Supportive of Existing Dietary Recommendations
For Marjorie Lynn McCullough, the strategic director of nutritional epidemiology at the American Cancer Society, such findings are hardly shocking. “This research reinforces our long-standing advice: Adopt a predominantly plant-based diet abundant in vegetables and fruits, and exclude red meat, processed foods, and sugars,” said McCullough.
Processed Foods in Modern Diets
In several affluent nations, ultra-processed foods might constitute up to half of the daily diet. This includes commercially produced baked goods, snacks, ready-made meals, desserts, and products treated with preservatives other than salt like nitrites and also, childhood favorites like chicken nuggets and fish sticks.

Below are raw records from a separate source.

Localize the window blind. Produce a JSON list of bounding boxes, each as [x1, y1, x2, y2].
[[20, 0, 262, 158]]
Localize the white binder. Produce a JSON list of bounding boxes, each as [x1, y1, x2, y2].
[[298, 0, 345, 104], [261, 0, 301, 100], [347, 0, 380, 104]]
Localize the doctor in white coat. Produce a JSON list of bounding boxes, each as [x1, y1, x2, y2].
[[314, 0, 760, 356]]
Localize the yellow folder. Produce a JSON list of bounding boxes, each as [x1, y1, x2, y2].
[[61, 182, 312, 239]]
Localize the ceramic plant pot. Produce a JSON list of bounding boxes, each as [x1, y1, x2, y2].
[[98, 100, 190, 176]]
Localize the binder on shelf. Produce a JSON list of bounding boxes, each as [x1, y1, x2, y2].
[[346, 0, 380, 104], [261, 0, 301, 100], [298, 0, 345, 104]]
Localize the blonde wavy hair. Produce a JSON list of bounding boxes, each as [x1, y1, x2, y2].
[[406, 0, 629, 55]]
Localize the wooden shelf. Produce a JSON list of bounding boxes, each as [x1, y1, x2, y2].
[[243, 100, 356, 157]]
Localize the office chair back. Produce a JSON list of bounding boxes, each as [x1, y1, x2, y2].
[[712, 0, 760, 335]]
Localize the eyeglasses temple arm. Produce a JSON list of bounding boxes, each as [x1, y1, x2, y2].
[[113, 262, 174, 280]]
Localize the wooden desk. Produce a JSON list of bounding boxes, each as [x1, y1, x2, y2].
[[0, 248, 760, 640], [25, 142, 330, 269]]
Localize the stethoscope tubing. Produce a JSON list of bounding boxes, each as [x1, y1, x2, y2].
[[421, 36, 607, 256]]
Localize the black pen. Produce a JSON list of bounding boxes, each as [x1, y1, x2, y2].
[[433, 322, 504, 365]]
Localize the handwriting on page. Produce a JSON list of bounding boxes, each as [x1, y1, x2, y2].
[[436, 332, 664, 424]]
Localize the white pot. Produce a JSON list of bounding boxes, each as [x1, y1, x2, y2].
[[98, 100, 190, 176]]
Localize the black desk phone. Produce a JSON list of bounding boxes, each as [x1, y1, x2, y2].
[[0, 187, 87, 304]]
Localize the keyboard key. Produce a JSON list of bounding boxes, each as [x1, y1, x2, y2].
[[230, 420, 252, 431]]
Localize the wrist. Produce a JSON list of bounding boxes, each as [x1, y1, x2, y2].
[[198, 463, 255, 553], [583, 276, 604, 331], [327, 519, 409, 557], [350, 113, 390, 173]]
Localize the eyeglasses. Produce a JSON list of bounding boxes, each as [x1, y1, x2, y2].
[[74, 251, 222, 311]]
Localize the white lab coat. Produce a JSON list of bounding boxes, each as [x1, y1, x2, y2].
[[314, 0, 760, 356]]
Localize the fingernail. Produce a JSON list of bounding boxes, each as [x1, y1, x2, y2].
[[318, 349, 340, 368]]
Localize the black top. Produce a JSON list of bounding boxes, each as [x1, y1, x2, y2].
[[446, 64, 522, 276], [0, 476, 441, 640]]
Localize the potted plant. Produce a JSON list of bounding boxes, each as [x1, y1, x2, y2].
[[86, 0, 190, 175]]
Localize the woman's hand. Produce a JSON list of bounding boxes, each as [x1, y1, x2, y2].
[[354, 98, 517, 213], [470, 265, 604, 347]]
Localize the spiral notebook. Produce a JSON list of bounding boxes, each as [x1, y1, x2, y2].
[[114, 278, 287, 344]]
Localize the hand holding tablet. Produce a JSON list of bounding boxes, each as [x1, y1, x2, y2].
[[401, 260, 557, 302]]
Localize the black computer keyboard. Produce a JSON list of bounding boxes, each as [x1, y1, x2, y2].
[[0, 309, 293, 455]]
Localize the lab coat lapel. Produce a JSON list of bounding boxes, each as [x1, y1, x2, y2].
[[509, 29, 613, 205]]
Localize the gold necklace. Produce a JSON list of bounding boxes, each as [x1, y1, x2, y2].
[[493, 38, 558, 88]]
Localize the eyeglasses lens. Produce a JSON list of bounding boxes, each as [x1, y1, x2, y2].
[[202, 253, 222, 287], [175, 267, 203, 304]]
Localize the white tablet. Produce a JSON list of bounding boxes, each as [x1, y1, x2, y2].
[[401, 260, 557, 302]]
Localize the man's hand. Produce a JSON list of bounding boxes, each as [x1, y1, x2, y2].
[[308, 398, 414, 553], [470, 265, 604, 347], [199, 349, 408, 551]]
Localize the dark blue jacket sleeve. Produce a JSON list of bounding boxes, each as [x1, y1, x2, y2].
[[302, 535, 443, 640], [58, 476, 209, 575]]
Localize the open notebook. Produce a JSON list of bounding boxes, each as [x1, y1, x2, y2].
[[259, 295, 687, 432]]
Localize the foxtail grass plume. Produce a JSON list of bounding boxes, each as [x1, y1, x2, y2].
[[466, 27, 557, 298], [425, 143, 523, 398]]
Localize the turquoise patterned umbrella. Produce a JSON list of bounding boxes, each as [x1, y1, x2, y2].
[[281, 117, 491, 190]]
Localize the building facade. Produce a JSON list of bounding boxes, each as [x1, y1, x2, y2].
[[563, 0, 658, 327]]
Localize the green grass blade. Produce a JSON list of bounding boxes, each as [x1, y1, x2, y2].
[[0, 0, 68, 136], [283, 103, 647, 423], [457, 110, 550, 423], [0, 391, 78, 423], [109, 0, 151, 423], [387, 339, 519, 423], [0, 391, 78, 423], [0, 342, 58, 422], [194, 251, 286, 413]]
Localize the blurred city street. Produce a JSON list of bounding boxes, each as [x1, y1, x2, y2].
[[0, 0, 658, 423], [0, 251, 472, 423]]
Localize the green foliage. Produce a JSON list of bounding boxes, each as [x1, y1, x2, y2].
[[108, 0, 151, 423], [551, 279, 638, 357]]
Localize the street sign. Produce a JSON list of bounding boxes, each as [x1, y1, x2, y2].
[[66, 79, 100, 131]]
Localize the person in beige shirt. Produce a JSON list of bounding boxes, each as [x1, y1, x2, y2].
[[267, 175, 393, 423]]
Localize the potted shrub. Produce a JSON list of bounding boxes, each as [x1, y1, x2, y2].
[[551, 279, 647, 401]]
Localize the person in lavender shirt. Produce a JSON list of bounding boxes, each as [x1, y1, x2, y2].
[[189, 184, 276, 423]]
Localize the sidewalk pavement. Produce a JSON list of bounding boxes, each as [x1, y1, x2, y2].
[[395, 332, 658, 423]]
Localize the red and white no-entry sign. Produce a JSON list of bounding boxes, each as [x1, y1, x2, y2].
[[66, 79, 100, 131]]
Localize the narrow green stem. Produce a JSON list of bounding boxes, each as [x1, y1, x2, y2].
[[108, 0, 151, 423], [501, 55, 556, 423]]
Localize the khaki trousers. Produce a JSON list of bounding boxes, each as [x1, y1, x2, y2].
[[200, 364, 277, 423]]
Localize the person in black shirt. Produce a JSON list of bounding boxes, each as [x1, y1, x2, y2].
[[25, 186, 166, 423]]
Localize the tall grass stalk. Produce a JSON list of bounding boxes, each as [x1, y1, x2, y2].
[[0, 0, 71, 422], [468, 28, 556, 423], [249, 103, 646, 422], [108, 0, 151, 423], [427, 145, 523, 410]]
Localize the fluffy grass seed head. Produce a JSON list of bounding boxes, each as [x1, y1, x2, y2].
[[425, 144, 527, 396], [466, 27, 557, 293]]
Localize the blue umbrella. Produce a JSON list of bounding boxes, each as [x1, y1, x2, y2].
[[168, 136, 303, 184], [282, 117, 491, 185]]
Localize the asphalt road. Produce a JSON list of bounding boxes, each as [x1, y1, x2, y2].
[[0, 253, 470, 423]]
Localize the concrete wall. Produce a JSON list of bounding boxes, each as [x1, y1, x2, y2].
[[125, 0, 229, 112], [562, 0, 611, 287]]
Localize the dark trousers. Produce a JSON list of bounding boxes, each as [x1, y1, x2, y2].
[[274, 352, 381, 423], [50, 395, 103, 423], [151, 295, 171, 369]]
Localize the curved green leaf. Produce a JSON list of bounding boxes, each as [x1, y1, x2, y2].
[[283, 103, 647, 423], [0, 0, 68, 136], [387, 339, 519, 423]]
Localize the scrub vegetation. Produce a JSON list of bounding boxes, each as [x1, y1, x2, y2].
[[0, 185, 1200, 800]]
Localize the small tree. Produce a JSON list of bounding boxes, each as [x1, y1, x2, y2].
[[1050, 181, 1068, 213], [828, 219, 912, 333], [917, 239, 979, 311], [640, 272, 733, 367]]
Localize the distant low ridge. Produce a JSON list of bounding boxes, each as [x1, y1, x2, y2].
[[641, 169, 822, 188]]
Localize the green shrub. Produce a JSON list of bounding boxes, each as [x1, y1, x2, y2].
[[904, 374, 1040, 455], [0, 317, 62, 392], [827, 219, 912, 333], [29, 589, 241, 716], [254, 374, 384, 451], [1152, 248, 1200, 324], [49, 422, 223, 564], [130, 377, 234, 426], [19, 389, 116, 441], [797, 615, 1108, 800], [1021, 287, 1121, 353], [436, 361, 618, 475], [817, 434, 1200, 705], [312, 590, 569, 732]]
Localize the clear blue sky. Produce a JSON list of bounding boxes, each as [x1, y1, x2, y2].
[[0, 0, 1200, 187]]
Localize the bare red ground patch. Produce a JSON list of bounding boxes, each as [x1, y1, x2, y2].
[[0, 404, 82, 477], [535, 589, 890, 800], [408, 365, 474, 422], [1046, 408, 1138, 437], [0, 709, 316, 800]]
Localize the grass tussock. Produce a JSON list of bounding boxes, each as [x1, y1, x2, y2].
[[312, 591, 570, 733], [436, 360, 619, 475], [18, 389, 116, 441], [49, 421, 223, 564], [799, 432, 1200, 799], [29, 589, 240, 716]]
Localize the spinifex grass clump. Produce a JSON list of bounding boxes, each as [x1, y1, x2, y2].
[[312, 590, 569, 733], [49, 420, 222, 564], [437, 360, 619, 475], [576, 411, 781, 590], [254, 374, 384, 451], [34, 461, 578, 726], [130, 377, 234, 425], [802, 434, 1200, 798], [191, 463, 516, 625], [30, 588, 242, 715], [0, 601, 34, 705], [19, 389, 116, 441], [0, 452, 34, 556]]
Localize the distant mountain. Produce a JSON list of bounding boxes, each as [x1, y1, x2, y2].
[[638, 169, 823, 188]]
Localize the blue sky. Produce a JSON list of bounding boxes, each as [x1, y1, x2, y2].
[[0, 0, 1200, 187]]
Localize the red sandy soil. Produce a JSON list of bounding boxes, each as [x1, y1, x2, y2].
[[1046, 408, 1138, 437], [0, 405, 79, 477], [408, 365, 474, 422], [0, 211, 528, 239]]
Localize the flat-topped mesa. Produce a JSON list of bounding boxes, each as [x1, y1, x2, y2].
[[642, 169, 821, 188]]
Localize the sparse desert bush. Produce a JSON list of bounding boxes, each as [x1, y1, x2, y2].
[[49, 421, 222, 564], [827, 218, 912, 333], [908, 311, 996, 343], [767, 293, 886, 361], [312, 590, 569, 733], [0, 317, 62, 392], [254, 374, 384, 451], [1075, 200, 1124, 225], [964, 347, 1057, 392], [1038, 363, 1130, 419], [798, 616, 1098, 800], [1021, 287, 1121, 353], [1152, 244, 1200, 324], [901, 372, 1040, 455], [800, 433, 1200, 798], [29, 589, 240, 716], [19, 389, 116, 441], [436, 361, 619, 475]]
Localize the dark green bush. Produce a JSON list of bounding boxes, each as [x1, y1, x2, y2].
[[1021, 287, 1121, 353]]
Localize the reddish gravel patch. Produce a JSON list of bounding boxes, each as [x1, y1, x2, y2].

Such items typically contain hydrogenated oils, modified starches, colorants, emulsifiers, texture enhancers, sweeteners, and other additives. However, linking any of these additives to specific risks is a complex process.
“Our understanding of the health and well-being implications of food processing is still in its infancy,” commented Martin Lajous, co-author of a study-accompanying editorial and a Harvard T.H. Chan School of Public Health in Boston’s faculty researcher.
A Direct Causal Relation Yet to be Established
Higher risk for obesity, hypertension, and cholesterol levels has been associated with highly processed foods, but definitive evidence remains elusive.
This research does not yet establish ultra-processed food consumption as a direct cause of cancer, but merely points out that association between the two exists, cautioned Srour.
Additionally, people consuming more of highly processed foods are bound to be having fewer healthier food options, and thus, data needs to be interpreted cautiously, McCullough suggested. She pointed out that a diet abundant in processed foods is likely to contribute to weight gain, a well-known cancer risk factor, although she wasn’t involved in the study.
The Study Details and Findings
This study involved around 105,000 French men and women, with an average age of 43, who completed at least two online food intake questionnaires.
In order to isolate the role of foods in cancer risk, the researchers considered other key risk factors such as age, gender, education level, family history of cancer, smoking habits, and physical activity levels.
Beyond the general finding of a 12 percent rise in cancer risk with a 10 percent increase in ultra-processed food consumption, the researchers observed an 11 percent increase in the risk of breast cancer. Notably, there was no significant risk linked to colon or prostate cancer.
Furthermore, lower cancer overall risk and specifically breast cancer was linked to fresh and minimally processed foods like fruits, vegetables, rice, pasta, eggs, meat, fish and milk. But, Srour emphasized, these results need verification from large-scale studies in various populations and settings.
For more insights on diet and cancer, please visit the American Cancer Society.